Member of the People's Representative Council
- In office 1 October 2004 – 25 September 2021
- Constituency: Lampung II

Personal details
- Born: 31 July 1970 (age 54) Jakarta, Indonesia
- Political party: Golkar
- Alma mater: Trisakti University University of Western Sydney Padjadjaran University

= Azis Syamsuddin =

Indonesian politician (born 1970)

Azis Syamsuddin (born 31 July 1970) is an Indonesian politician who served as First Deputy Speaker of the People's Representative Council from 2019 to 2021.

==Education==
Syamsuddin initially studied in but he completed high school in Padang, West Sumatra. He obtained a bachelor's in economics from Krisnadwipayana University and a bachelor's in law from Trisakti University. He later received a master's in finance from the University of Western Sydney in 1999, and a master's and a doctorate in law from Padjadjaran University.

==Career==
In 1992, he began to work for AIA Group, but after less than a year he moved to the banking industry, joining Panin Bank. He only stayed in the bank for around 1.5 years, before moving to practice law, joining the law firm Gani Djemat & Partners. He would eventually become a managing partner there.
===Legislator===
Syamsuddin ran for a legislative seat in the 2004 legislative election under Golkar, where he had been active within Golkar's office in Tulang Bawang Regency. He ran to represent Lampung's 2nd electoral district, and after being elected was assigned to the third commission of the People's Representative Council (DPR), which worked on law, human rights, and security. He became the commission's deputy-chair in his first term.
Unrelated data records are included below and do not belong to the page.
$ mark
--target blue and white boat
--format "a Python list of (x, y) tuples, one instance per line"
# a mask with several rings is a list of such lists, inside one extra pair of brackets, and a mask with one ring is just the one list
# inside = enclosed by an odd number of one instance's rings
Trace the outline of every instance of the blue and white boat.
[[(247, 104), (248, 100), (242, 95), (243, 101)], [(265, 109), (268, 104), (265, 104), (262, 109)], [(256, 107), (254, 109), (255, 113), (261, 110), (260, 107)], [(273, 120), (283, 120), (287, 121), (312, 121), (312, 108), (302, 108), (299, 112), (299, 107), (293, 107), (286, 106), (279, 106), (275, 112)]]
On 25 January 2016, Syamsuddin's was replaced as chair of the third commission by Bambang Soesatyo. Syamsuddin then became head of DPR's budgetary body in February 2017, until he returned to chair the third commission in June 2019. Following the resignation of Setya Novanto as speaker, Syamsuddin was initially to take up his position, but following a rejection by a majority of Golkar legislators, Syamsuddin was not made speaker.

Following the 2019 election, Syamsuddin was appointed as Deputy Speaker of DPR.

==Corruption charges==

On 25 September 2021, he was arrested by the Corruption Eradication Commission.